Derrière ses allures ordinaires, le marché de Dawaki est considéré comme l’un des plus grands centres de commerce de chiens du Nigeria. Chaque semaine, des milliers de personnes affluent depuis des régions parfois très éloignées pour acheter ou vendre des animaux. Les prix varient généralement entre 25 et 40 dollars, selon la taille et la corpulence du chien.
Une filière structurée et profondément ancrée
Le commerce repose sur une organisation bien établie. Justine Likita, une vendeuse au marché raconte que les hommes de sa communauté se rendent régulièrement à Kano, munis d’amulettes censées leur porter chance.
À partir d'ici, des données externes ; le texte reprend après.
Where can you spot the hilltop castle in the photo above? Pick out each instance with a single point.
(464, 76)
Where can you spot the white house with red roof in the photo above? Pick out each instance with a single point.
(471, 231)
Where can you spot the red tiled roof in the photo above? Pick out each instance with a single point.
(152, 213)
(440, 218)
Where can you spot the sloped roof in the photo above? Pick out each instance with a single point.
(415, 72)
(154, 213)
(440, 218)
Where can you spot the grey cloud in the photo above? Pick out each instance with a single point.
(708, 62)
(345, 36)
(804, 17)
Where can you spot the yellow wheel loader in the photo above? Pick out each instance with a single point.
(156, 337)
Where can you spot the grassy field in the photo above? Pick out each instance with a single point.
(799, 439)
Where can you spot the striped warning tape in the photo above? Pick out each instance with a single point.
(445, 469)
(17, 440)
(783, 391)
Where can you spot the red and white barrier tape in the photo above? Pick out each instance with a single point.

Lorsqu’ils reviennent avec des chiens, ils les confient aux femmes, chargées de les vendre pour générer un revenu destiné aux besoins du foyer.
Pour de nombreux acheteurs, la viande de chien possède des vertus particulières.
Certains, comme Gideon Goyoma, qui est le président de l’association des vendeurs de chiens, affirment qu’elle procure force et endurance, permettant de travailler sans fatigue. D’autres lui attribuent des propriétés mystiques : protection contre l’empoisonnement ou encore ingrédients supposés favoriser la séduction lorsqu’ils sont mélangés à certaines préparations traditionnelles.
Ces croyances ne reposent sur aucune base scientifique.
Une pratique culturelle qui divise
Le Nigeria est souvent présenté comme le pays africain où la consommation de viande de chien est la plus répandue. Dans les grandes villes, les chiens sont pourtant perçus comme des animaux de compagnie, des protecteurs ou des symboles de statut social. Mais dans d’autres régions, ils restent avant tout un mets traditionnel, souvent consommé avec de la bière locale.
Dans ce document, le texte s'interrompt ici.